Matutina para Adultos | Miércoles 26 de Abril de 2023 | “¡Aquí estoy, aquí estoy!”

“¡Aquí estoy, aquí estoy!”

“Yo me dejé buscar por aquellos que no preguntaban por mí y fui hallado por aquellos que no me buscaban. Dije a gente que no invocaba mi nombre: ‘¡Aquí estoy, aquí estoy!’ ” (Isaías 65:1).

Con la humanidad extrema que caracteriza sus escritos, el poeta uruguayo Mario Benedetti dijo: “Pienso a veces en Dios / bueno no tantas veces / no me gusta robar / su tiempo / y además está lejos”.⁸⁴ ¿Cuántos de nosotros hemos sentido lo mismo?

Lo primero que se desprende de lo dicho por Benedetti es que los afanes del diario vivir, junto con haber desterrado al Señor de nuestra mente, han hecho de nosotros personas consumidas y deplorables, cuyos pensamientos continuamente están centrados en la iniquidad: “El malo, por la altivez de su rostro, no busca a Dios; no hay Dios en ninguno de sus pensamientos” (Sal. 10:4).

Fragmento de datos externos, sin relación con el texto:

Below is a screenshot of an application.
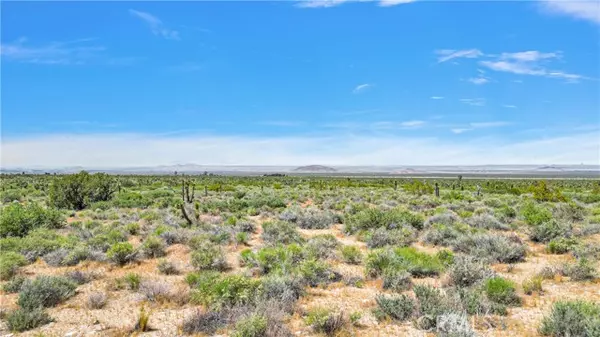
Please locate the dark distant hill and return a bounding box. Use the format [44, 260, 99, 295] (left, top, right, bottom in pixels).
[294, 165, 337, 172]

Esa es nuestra desaforada costumbre. Lo segundo que forma parte intrínseca de nuestra humanidad es que excusamos nuestro descuido espiritual bajo el pretexto de que Dios está tan ocupado que no tiene tiempo suficiente para ocuparse de diminutas criaturas como nosotros. Lo tercero es que pensamos que nuestro Padre es un ser distante, que vive muy alejado de nosotros. Entonces… si no pensamos en Dios, si creemos que él no tiene tiempo para nosotros y que el abismo que nos separa de él es insalvable, ¿qué nos queda?

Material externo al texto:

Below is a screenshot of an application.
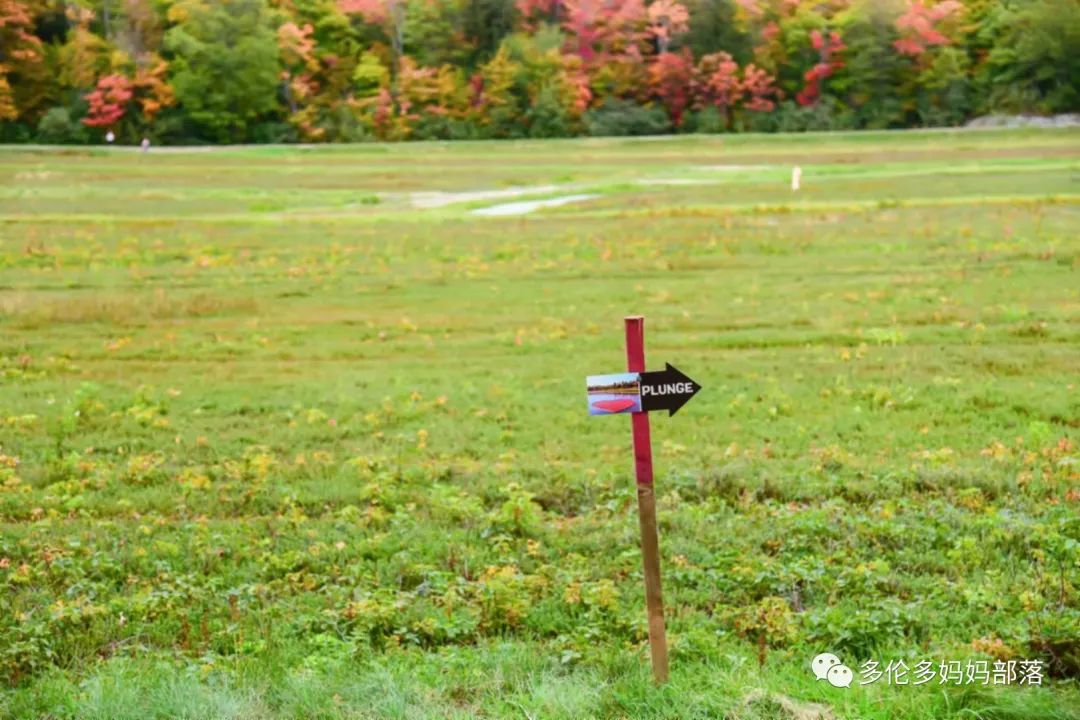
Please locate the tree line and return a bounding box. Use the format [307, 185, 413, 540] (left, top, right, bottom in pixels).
[0, 0, 1080, 144]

Por suerte, el Dios de la Biblia es muy distinto al “dios” al que alude Benedetti. El profeta Isaías nos recomienda: “Busquen al Señor mientras puedan encontrarlo, llámenlo mientras está cerca” (Isa. 55:6, DHH). El Salmo 145 repite la misma idea cuando afirma: “Cerca está el Señor de los que lo invocan, de los que lo invocan sinceramente” (vers. 18, BP). Moisés le aseguró al pueblo: “¿Qué gran nación hay en la que su dios esté tan cerca como el Señor lo está de nosotros, que viene cuando le pedimos ayuda?” (Deut. 4:7, PDT). ¡Dios está cerca, Dios tiene tiempo para oírnos, Dios sale a nuestro encuentro cuando le pedimos ayuda! Incluso está cerca y se deja encontrar por gente que no lo anda buscando, porque él no disfruta estar distanciado de sus hijos: “Yo me dejé buscar por aquellos que no preguntaban por mí y fui hallado por aquellos que no me buscaban. Dije a gente que no invocaba mi nombre: ‘¡Aquí estoy, aquí estoy!’ ” (Isa. 65:1).

No pongamos excusas para justificar nuestro alejamiento del Señor, abramos nuestros sentidos y escuchemos su voz diciéndonos: “¡Aquí estoy, aquí estoy!”

84 Mario Benedetti, El amor, las mujeres y la vida (Madrid: Santillana, 2009), p. 24.